The paper tackles the challenge of simultaneously smoothing while preserving sharp edges in neural implicit surface reconstructions from noisy unoriented point clouds. It introduces a neural octahedral field that assigns symmetry-aware octahedral frames to every 3D location via an MLP and aligns these frames with the distance field gradient using a pair of pointwise losses, effectively enabling edge-aware regularization in a fully implicit, pointwise framework. The method supports both signed and unsigned distance fields and demonstrates strong performance against a broad set of baselines on standard datasets, with extensive ablations validating initialization and weight choices. While exhibiting competitive results and edge-preserving behavior, the approach relies on faithful initialization and incurs higher computational cost, motivating future work on adaptive scaling and integration with data priors.

Abstract

Neural implicit representation, the parameterization of a continuous distance function as a Multi-Layer Perceptron (MLP), has emerged as a promising lead in tackling surface reconstruction from unoriented point clouds. In the presence of noise, however, its lack of explicit neighborhood connectivity makes sharp edges identification particularly challenging, hence preventing the separation of smoothing and sharpening operations, as is achievable with its discrete counterparts. In this work, we propose to tackle this challenge with an auxiliary field, the \emph{octahedral field}. We observe that both smoothness and sharp features in the distance field can be equivalently described by the smoothness in octahedral space. Therefore, by aligning and smoothing an octahedral field alongside the implicit geometry, our method behaves analogously to bilateral filtering, resulting in a smooth reconstruction while preserving sharp edges. Despite being operated purely pointwise, our method outperforms various traditional and neural implicit fitting approaches across extensive experiments, and is very competitive with methods that require normals and data priors. Code and data of our work are available at: https://github.com/Ankbzpx/frame-field.
Paper Structure (47 sections, 37 equations, 20 figures, 7 tables)

This paper contains 47 sections, 37 equations, 20 figures, 7 tables.

Figures (20)

  • Figure 1: Geometric intuition. (a) Consider a 2D smooth vector field evaluated at two spatial locations as a pair of orthogonal vectors. Due to spatial smoothness, the vectors associated with points in-between need to cover $90^\circ$ angle difference (b). If the vector field is the gradient field of a 2D SDF, and those two points are its zero level samples, then the underlying surface crossing them must have normal vectors covering at least $90^\circ$ on the Gauss map (visualized as solid color on the circle) (c). Without additional constraints or priors, it is difficult to reduce the neighborhood for the normal rotation to produce a visually sharp turning. (d) Now consider a special vector field, the 2D cross field, that exhibits $90^\circ$ symmetry.

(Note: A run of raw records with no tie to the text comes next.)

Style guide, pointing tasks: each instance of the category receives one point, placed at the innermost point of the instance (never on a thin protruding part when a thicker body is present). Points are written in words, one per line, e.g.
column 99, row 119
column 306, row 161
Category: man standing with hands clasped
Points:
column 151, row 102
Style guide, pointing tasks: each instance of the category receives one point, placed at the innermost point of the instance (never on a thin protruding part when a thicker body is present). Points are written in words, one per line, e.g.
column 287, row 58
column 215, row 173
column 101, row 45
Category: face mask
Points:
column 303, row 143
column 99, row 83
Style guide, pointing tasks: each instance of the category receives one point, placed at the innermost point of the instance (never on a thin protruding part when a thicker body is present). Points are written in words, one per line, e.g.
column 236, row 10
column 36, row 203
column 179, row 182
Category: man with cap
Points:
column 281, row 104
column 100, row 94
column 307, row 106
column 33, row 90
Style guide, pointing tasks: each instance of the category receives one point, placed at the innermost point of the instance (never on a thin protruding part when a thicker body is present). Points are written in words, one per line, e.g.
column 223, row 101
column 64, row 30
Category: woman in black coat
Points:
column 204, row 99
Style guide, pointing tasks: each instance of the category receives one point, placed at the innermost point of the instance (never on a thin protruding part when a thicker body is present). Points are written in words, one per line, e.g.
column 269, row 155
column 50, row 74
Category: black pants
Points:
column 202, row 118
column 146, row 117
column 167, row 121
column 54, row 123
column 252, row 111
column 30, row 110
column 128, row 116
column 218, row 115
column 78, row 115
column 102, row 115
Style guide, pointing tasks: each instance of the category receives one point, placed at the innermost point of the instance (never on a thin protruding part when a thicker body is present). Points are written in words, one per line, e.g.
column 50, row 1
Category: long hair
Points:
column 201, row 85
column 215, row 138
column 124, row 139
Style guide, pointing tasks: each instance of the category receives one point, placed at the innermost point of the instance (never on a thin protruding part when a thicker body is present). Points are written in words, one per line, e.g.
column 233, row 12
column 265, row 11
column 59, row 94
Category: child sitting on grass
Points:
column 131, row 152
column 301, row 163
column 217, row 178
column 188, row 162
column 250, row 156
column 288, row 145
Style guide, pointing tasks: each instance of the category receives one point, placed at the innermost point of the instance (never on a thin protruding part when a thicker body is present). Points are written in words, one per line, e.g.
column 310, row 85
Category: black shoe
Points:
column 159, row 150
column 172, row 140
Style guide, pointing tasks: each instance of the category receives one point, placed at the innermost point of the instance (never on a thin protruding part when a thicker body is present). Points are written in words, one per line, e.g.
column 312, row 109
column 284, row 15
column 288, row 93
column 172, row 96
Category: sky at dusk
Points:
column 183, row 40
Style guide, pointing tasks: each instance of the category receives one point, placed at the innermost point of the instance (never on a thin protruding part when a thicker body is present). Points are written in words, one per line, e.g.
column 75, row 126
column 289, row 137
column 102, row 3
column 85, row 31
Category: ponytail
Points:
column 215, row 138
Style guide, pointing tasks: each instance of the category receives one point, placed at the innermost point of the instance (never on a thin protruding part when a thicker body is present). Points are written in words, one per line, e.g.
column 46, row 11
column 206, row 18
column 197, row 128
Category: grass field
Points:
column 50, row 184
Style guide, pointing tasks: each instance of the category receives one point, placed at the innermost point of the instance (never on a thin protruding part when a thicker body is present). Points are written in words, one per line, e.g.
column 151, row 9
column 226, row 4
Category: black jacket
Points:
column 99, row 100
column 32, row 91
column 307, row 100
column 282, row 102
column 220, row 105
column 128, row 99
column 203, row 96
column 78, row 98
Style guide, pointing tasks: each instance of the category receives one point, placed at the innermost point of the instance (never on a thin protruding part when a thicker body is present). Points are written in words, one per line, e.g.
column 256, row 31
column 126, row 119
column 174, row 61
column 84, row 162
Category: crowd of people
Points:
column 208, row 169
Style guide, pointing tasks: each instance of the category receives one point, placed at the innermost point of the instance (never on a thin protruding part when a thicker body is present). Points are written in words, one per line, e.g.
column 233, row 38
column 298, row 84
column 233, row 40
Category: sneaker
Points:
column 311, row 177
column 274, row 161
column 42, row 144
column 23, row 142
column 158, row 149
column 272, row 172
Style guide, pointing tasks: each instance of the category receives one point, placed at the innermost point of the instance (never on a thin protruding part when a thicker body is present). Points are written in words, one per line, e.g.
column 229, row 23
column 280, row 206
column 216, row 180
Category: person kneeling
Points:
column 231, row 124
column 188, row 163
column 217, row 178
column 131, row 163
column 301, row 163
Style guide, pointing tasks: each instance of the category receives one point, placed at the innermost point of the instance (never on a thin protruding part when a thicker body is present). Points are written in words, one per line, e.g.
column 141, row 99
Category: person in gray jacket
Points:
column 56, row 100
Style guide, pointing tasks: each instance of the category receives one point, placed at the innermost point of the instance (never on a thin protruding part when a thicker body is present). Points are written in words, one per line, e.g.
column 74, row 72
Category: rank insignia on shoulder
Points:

Since both vectors are equivalent under orthogonality, there is no angle difference between them (e). Therefore, when used as a guidance for the SDF gradient field, the cross field naturally induces a sharp geometric prior (f).
  • Figure 2: The illustration of our pipeline. Given an unoriented point cloud (a), we initialize a distance field. By pairing with an aligned octahedral field and encouraging smoothness in octahedral space (b-d), we perform simultaneous smoothing and sharpening of the underlying geometry.
  • Figure 3: Non-$90^\circ$ dihedral angle handling, the green strokes indicate the zero level sets under smooth vector interpolation, while the red strokes indicate the ones under our guidance. Although $90^\circ$ symmetry cannot precisely describe a non-$90^\circ$ angle, it can still serve as a prior for visually sharp features (a-d), and when the angle difference is small, it converges to smooth vector interpolation (e).
  • Figure 4: Qualitative results of implicit fitting methods on ABC / Thingi10k at noise level $0.002L$. Our method outperforms others with cleaner shape features.
  • Figure 5: Qualitative result of denoising methods on ABC / Thingi10k. Our method performs better at highlighting sharp edges and maintaining organic shape features.